As powerful as genome editing using CRISPR-Cas is, there are limitations to the technology. One of those has been the ability to determine genotypes of individual CRISPR-Cas transfected cells. Now, a research group from the Max Planck Florida Institute for Neuroscience (MPFI) has developed a strategy for single-cell genotyping in CRISPR-Cas transfected neurons and showed that they could identify the genetic cause of phenotypes in vivo.
The work is published in “In Vivo Single-Cell Genotyping of Mouse Cortical Neurons Transfected with CRISPR/Cas9” in Cell Reports.
“CRISPR/Cas9-based gene targeting holds great promise for systematic understanding of the molecular basis underlying the assembly, function, and dysfunction of neural circuits,” notes Hiroki Taniguchi, Ph.D., Research Group Leader of Development and Function of Inhibitory Neural Circuits Group at the MPFI. “The perfect matching between genotypes determined by our single cell sequencing and those deduced from phenotype evaluation, suggests that our approach is a powerful new method capable of enhancing the reliability and expanding the applications of CRISPR-based techniques.”
The authors explain that non-homologous end joining (NHEJ) “randomly creates different types of mutations such as deletions, substitutions, and insertions, which can result in hypomorph, loss-of-function, and gain-of-function alleles.” On top of that, the mutations in CRISPR-Cas transfected cells could occur in a mono-allelic or bi-allelic manner.

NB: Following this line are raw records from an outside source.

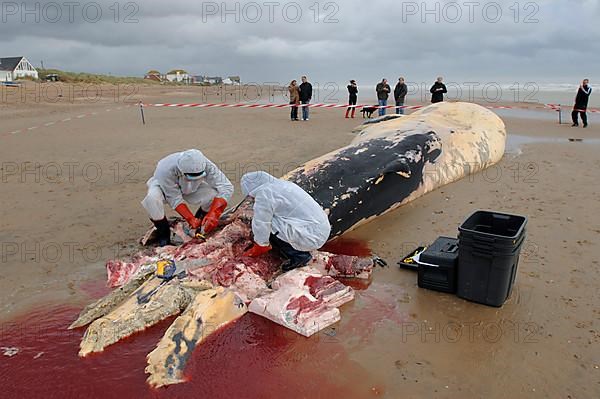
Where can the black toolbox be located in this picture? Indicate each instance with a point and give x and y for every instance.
(489, 248)
(438, 265)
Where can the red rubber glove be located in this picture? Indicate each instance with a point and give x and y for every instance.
(185, 212)
(257, 250)
(211, 220)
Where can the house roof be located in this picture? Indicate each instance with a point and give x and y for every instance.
(9, 63)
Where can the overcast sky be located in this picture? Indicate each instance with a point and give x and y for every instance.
(545, 41)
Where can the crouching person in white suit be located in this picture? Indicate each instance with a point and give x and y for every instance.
(187, 177)
(286, 218)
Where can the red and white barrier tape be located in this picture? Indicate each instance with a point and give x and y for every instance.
(246, 105)
(554, 107)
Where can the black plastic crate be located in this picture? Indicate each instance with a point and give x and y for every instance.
(438, 265)
(489, 248)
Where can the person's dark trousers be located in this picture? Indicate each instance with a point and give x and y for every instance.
(575, 115)
(305, 110)
(296, 258)
(399, 110)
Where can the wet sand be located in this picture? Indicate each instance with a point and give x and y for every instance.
(70, 200)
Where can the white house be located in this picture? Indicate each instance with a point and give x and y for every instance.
(179, 76)
(13, 68)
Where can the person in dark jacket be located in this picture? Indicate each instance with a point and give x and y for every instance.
(305, 96)
(294, 99)
(383, 92)
(399, 95)
(438, 90)
(352, 97)
(581, 102)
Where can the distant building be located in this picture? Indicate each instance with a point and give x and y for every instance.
(154, 75)
(179, 76)
(232, 82)
(213, 80)
(13, 68)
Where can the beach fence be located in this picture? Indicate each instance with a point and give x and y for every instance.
(553, 107)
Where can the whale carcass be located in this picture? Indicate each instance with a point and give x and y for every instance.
(388, 164)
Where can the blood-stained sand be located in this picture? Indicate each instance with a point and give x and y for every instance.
(70, 200)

“Though CRISPR precisely targets a gene of interest, due to NHEJ, its effects can be highly variable,” explains Andre Steinecke, Ph.D., Research Fellow at MPFI and first author of the publication. “CRISPR can leave cells with either fully nonfunctional genes, weakened genes or sometimes even enhance their function.” Steinecke asserts that “this isn’t such a problem when removing one that causes a very noticeable effect in cells because you can easily visualize the change and absence of the protein coded by the gene. But some, especially genes in the brain, don’t have strikingly obvious effects or are very difficult to visualize.”
The team’s goal was to create a widely applicable strategy, capable of reliably determining the exact genetic cause and correlate it to observed phenotype. To do this, they combined laser microdissection with single cell genotyping to design an experimental pipeline capable of studying CRISPR mediated effects in cells while accurately ascertaining the exact DNA changes that caused them.
The researchers show that re-sectioning of cortical slices and subsequent laser microdissection allowed them to isolate individual CRISPR-Cas transfected neurons. Sequencing of PCR products containing a CRISPR-Cas targeted genomic region in single reference neurons provided genotypes that completely correspond with those deduced from their target protein expression and phenotypes, establishing a powerful strategy to determine the causality between genotypes and phenotypes in CRISPR-Cas transfected neurons.
To validate their strategy, the team at MPFI designed CRISPR technology to target a gene in pyramidal neurons encoding a critical structural protein, called Ankyrin-G (AnkG). Normally, the AnkG protein is confined to a specialized region of the neuron known as the axon initial segment (AIS), which is responsible for generating action potentials. When AnkG is removed, the AIS undergoes a noticeable thickening that can be detected using microscopy. With this characteristic feature, neurons that lack AnkG could be readily distinguished and their exact genotype could then be confirmed. They found that predominately, neurons transfected with their CRISPR probe exhibited a loss of AnkG as well as substantially thickened AIS. But a small portion of neurons transfected with CRISPR still exhibited AnkG levels and AIS thickness comparable with wildtype neurons; demonstrating the varying effects of CRISPR on different cells.
To probe and confirm the underlying genetic causes, the team then used laser microdissection to isolate and extract individual neurons whose phenotype had already been characterized. Once extracted, the team sequenced each individual cell separately to determine the genotype. They found that their strategy could reliably and reproducibly link observed phenotype to genotype, where neurons lacking AnkG with thickened axons showed loss-of-function mutations in both copies of the gene whereas neurons with normal levels of AnkG either showed mutations in only one copy (neurons transfected with CRISPR) or normal genotypes (control neurons). The team then confirmed their strategy using two additional genes, MeCP2 and Satb2, finding that their process could once again effectively correlate observed feature to underlying genetics. This novel protocol will open up new avenues of study for neurobiology and further upgrade the already powerful abilities of CRISPR.